Однако, радость его сразу же омрачилась: он с горечью вспомнил о предстоящей разлуке. Теперь он просто не представлял себе, как сможет уехать отсюда. Но тут уж ничего не поделаешь. Надо уезжать, и уезжать поскорей. Он и так провел здесь почти две недели.
Открыв дверь своей комнаты, Пер вздрогнул: на столе лежало письмо. Пер испугался, решив, что письмо от Якобы. Поэтому он не торопился вскрыть его. Лишь узнав каракули Ивэна, он облегченно вздохнул, хотя тягостное чувство осталось. Почерк шурина безжалостно напомнил ему, что денежный вопрос до сих пор не улажен. Эта неприятная мысль и без того донимала Пера, особенно по вечерам, перед сном.

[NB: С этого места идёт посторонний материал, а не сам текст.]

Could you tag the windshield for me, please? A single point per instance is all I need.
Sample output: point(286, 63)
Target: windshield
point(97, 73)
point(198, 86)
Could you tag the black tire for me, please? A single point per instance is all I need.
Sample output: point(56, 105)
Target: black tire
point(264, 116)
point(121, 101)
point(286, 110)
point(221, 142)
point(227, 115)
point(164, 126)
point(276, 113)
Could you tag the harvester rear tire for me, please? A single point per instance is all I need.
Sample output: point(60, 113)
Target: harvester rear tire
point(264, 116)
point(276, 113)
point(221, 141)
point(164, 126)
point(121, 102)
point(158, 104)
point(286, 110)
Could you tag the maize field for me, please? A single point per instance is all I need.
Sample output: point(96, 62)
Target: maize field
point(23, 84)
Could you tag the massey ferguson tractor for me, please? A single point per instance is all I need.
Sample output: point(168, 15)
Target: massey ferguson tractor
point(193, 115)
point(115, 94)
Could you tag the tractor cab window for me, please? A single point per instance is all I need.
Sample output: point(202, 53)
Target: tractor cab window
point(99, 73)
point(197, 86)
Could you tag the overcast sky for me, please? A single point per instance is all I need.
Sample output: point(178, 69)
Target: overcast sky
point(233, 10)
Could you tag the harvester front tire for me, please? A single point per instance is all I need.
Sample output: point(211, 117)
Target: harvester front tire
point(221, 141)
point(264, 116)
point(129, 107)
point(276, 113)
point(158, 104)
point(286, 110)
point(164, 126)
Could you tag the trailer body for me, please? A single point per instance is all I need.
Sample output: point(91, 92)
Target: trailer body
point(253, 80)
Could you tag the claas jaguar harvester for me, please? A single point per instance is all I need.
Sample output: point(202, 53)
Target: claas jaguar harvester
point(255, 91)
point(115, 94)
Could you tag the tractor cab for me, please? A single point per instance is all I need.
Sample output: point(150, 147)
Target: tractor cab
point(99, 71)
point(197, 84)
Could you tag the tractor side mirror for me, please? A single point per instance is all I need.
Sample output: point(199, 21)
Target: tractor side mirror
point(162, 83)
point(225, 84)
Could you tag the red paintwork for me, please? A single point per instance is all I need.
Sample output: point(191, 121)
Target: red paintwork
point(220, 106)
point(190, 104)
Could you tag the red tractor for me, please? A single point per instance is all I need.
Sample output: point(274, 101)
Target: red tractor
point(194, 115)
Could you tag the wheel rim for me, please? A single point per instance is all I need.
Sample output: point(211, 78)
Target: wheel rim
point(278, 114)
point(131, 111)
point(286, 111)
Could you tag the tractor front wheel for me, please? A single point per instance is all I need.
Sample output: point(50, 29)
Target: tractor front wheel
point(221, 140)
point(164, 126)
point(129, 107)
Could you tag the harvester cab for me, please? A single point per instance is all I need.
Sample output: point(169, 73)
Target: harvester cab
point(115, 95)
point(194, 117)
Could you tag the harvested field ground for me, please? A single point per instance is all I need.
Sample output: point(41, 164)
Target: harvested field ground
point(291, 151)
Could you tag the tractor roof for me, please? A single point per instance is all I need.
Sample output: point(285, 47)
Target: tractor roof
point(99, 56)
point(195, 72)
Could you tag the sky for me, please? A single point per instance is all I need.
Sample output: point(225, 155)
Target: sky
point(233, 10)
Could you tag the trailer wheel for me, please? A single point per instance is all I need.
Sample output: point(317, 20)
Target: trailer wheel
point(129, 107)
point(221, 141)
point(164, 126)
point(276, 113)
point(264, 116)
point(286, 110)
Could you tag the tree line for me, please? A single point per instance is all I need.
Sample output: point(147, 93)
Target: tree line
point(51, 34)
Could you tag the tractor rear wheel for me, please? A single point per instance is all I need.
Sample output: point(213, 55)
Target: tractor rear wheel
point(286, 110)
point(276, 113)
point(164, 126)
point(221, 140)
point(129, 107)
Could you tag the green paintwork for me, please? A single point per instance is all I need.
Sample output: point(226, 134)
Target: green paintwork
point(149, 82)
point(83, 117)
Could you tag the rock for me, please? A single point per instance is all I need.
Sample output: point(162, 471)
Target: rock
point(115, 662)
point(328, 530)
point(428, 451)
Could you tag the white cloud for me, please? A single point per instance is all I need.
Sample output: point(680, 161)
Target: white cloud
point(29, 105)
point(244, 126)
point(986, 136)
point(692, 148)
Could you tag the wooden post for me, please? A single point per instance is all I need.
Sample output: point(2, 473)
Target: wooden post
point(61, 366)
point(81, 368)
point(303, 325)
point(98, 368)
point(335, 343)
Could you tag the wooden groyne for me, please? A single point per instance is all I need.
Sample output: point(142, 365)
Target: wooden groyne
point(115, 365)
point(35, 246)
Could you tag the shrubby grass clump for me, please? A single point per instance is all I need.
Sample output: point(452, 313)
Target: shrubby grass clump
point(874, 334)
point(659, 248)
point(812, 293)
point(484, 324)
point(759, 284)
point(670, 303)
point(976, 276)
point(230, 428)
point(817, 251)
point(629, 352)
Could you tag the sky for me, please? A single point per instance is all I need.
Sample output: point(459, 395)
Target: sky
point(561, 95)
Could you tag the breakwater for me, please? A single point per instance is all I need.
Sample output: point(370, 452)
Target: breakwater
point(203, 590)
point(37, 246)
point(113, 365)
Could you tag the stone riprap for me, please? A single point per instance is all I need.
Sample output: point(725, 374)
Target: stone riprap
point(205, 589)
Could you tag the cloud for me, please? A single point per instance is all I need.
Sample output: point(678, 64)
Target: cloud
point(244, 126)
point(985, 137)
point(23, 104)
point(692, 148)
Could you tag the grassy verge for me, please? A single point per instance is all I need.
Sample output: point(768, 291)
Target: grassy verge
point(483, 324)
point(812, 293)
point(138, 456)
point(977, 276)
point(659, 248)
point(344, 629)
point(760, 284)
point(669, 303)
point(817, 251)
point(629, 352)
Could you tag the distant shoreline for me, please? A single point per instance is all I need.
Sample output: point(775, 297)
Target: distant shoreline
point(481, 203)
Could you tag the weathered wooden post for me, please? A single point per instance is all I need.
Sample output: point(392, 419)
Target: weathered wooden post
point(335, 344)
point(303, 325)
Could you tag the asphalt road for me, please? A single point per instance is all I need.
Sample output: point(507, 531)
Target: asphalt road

Он так и не стал открывать письмо — дела могут подождать до утра. Он совсем уже было собрался идти в гостиную, как вдруг обнаружил в кармане маленький светло-серый комок. Это были перчатки Ингер, мягкие, замшевые, почти неношеные.
Не совсем без задней мысли оставил он их у себя. Ему доставляло непонятную радость держать в руках вещь, принадлежащую Ингер, а когда они второпях прощались, он уже забыл про них.
Пер бережно расправил перчатки, долго-долго разглядывал их, потом поднес к лицу, жадно вдохнул аромат и невесело улыбнулся. Вот и желанный повод, чтобы завтра же снова побывать у Бломбергов… Или не стоит? Может, гораздо разумнее оставить все, как есть? Если он будет чаще видеться с Ингер, он еще чего доброго не на шутку влюбится в нее. Пер снова почувствовал себя достойным сыном Адама. Ну влюбится, а дальше что? Он не имеет права на новую любовь. Все отведенные ему радости жизни он уже исчерпал, если считать, что он вообще когда-нибудь знавал эти радости.
Глава XXI
Наступила та пора, когда дачная жизнь в окрестностях Копенгагена, на берегу Зунда, становится с каждым днем все заманчивее и увлекательнее. Сонливое состояние, в котором пребывают разморенные летним зноем жители «медвежьих углов», неведомо обитателям здешних мест. Рядом бьется пульс огромного города, железные дороги подхватывают это биение и сообщают его неодушевленной природе. Большие корабли то и дело пристают к берегу, накренившись на один бок под тяжестью живого груза. Поезда чуть не километровой длины останавливаются возле каждого полустанка и изрыгают бурный людской поток, а люди — кто на колесах, кто пешком — разносят столичный шум по дремучим лесам северной Зеландии.
И только в Сковбаккене царило подавленное настроение. Филипп Саломон и фру Леа вели нескончаемые и малоприятные разговоры о своих детях.
Их беспокоила не только судьба Якобы. Выходки Нанни за последнее время тоже наводили на самые невеселые размышления.
Эта прелестная особа, отвергнутая Пером, решила из уязвленного самолюбия утешиться со своим прежним поклонником Хансеном-Иверсеном, а поскольку ей действительно надо было забыть про свое поражение, она затеяла самый рискованный флирт и отдавалась ему с большим пылом. Но — увы! — оказалось, что отставной кавалерист с лихими усиками совсем не столь волевая личность, как можно было предположить. Короче, в один прекрасный день он, выйдя от нее, отправился домой и пустил себе пулю в лоб. Он оставил письмо, где объяснял всему миру истинную причину своей смерти и торжественно предавал Нанни проклятию.